The Hero3 is smaller and lighter than the Hero2, and a bit more stylish. There are still the two basic buttons, one to turn the camera on and one to start filming, plus a third on the side to activate the Wi-Fi. While this minimalist approach is just as practical as before, making the GoPro super-easy to use when it comes to the most basic functions (start shooting, stop shooting...), it tends to complicate things once you get into the menu. The interface isn't necessarily the most intuitive; if you've never used a GoPro before, it takes a little getting used to. The little screen is still there. We would have preferred to be a bit more legible.
This edition still comes with the protective see-through housing. It's waterproof and shockproof, but not easy to figure out the first few times you use it. The Black Edition comes with a remote control that you can attach to your wrist to start and stop filming more quickly. As always, for an extra fee you can add an LCD screen on the back of the camera.
The 1,050 mAh (3.7 V) Li-ion battery can film for 1 hour and 15 minutes in 1080p at 25 fps. That's not very long, especially when you're out getting into sporting shenanigans miles away from an outlet. And the battery life drops rapidly once you start using Wi-Fi.
GoPro doesn't give any technical details about the sensor. We're lucky they even mention the aperture (f/2.8) and angle of view (170° ultra wide / 120° wide). In 1080p the image quality is excellent: there's tons of detail, with respectable dynamics. However, the GoPro Hero3 Black Edition tends to expose more for bright lighting, making darker areas look a bit overly dense. When it comes to that, the Hero3 Black Edition clearly outperforms the Sony HDR-AS15, as seen in these images.
One cool thing about the GoPro Hero3 Black Edition is that it offers a number of different frame rates (50, 48, 25, 24 fps), which makes it easier to integrate your videos into other projects. It's one of the rare action cams that have a 50p mode to make fast movements look more fluid. In 720p it offers up to 120 fps, allowing you to take some nice 4x slow motion shots. As there's no optical or digital image stabiliser, the 2.7K (2704 x 1524 pixels) and 2K CIN (2704 x 1440 pixels) modes also come in handy for stabilising the image digitally in post-production, all the while keeping the 1080p resolution. Another neat feature for budding videographers who don't mind spending hours working on their movies: Protune.

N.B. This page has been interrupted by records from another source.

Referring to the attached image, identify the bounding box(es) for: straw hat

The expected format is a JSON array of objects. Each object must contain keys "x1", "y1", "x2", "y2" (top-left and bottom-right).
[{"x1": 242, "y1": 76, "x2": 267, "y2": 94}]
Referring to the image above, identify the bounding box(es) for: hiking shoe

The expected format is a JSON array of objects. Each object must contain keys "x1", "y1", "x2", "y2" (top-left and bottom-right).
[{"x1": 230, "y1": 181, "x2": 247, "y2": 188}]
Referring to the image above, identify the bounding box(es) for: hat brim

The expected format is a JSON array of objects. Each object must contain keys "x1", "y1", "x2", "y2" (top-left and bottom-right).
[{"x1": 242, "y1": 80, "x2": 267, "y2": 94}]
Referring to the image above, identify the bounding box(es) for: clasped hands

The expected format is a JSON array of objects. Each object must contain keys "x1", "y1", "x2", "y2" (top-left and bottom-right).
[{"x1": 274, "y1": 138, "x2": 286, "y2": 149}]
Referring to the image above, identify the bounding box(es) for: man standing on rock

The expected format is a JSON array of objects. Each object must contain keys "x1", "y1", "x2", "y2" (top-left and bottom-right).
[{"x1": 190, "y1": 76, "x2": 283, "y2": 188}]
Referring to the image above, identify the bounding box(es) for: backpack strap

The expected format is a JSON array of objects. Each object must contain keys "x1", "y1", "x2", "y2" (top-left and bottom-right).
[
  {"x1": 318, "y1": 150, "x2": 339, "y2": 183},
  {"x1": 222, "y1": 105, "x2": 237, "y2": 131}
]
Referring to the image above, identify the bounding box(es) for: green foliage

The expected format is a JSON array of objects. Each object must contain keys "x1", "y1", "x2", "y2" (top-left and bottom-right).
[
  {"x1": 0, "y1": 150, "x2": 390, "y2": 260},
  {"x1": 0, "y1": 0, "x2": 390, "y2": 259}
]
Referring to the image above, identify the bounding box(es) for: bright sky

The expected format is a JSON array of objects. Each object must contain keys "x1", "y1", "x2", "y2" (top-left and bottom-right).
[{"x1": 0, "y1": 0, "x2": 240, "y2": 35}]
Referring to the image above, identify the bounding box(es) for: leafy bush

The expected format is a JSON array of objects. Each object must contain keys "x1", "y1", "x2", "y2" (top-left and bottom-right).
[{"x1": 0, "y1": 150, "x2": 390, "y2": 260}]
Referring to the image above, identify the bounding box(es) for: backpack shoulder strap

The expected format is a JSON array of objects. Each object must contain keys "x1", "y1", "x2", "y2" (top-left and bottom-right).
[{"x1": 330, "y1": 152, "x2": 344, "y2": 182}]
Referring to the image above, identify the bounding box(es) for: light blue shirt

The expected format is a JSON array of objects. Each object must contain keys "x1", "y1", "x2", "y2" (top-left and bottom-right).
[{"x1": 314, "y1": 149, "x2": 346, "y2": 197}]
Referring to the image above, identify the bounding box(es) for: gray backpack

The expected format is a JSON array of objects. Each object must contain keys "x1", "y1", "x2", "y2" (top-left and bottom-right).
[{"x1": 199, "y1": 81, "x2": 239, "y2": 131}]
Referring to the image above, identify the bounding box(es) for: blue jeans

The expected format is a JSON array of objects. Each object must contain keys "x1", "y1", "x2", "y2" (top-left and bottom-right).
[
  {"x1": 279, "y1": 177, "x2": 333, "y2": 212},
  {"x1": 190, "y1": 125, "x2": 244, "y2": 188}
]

Protune provides a very flat, neutral rendering with far less contrast, making it easier to redo the colours after-the-fact. And the saving speed is much higher, at 36 MB/s, compared to barely even 20 MB/s in the other 1080p modes. The Hero3 Black Edition comes with CineForm, GoPro's software for editing videos and quickly adjusting white balance, sharpness and contrast. While it's nice of GoPro to have included the software, it's a pretty limited programme. It has no curve adjustment function, for instance. Also, Protune can make importing, converting, editing and exporting videos rather long and fastidious... for a result that isn't necessarily any better. As you may have understood by now, Protune is for people with time on their hands.